There are certain telltale signs which let you know you’re in a Noah Baumbach movie: everyone around you is some sort of creative artist, probably a writer, actor, director or dancer. They are all obsessed with living in New York. Distant fathers greet their offspring with the words: “There’s my son.” Nobody can ever find a parking spot. Everybody has just been or is about to be featured in either The New York Times or The New Yorker, the only publications which exist within the Baumbach Cinematic Universe (BCU).
Yet even though he has a tendency to set his films within a particular milieu, Baumbach is at his best when he manages to hone in on that which we can all relate to.
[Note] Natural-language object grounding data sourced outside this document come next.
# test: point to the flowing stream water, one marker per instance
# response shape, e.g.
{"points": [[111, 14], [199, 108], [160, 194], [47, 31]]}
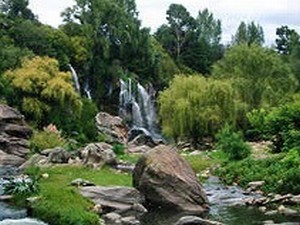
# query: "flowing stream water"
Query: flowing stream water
{"points": [[222, 200]]}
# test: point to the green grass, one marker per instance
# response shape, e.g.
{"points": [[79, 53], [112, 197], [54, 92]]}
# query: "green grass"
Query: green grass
{"points": [[281, 172], [130, 158], [61, 204]]}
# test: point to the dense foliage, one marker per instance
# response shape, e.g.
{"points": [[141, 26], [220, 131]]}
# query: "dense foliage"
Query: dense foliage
{"points": [[232, 143], [41, 90], [195, 107], [280, 173], [280, 124]]}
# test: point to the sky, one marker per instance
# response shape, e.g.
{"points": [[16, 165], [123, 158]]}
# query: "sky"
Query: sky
{"points": [[270, 14]]}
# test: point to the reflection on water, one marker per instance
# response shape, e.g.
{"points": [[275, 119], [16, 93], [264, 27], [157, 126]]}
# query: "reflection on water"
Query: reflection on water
{"points": [[222, 200]]}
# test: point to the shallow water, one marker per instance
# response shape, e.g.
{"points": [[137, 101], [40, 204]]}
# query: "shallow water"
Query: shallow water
{"points": [[222, 200]]}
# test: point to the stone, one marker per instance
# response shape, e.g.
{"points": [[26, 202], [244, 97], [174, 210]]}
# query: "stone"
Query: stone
{"points": [[5, 197], [112, 127], [14, 135], [194, 220], [79, 182], [263, 209], [268, 222], [271, 213], [286, 211], [138, 149], [295, 200], [118, 199], [255, 185], [98, 154], [58, 155], [10, 160], [19, 131], [167, 180], [112, 218], [140, 139], [34, 160], [9, 114], [98, 209], [130, 220]]}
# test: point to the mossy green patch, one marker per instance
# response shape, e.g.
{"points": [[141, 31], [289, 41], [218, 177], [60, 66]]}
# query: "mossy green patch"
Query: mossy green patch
{"points": [[61, 204]]}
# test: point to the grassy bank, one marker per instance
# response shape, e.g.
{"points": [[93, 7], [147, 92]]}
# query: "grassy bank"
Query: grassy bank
{"points": [[61, 204]]}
Over the course of his almost quarter century career (Noah’s arc, you might say), spread across the 10 narrative features he’s written and directed (plus one, 1997’s Highball, which he disowned) he has done this time and again.
In his 2005 breakout hit The Squid and the Whale, he transformed the pain of his own parents’ divorce into a story that was at once touching, heartfelt and hilarious, and was rewarded with an Oscar nomination for Best Original Screenplay (losing out to unsettling crime drama Crash, which also won Best Picture).
In his collaborations with partner Greta Gerwig, including 2012’s widely-acclaimed Frances Ha and their criminally-underrated 2015 follow-up Mistress America, he captured the melancholy rush of youth flying by in a way that connected even if you weren’t a part of their specific social group. It’s not as if the BCU isn’t rooted in reality. Shortly after Baumbach and Gerwig first made their relationship public, they were featured together in a joint profile in (where else?) The New Yorker.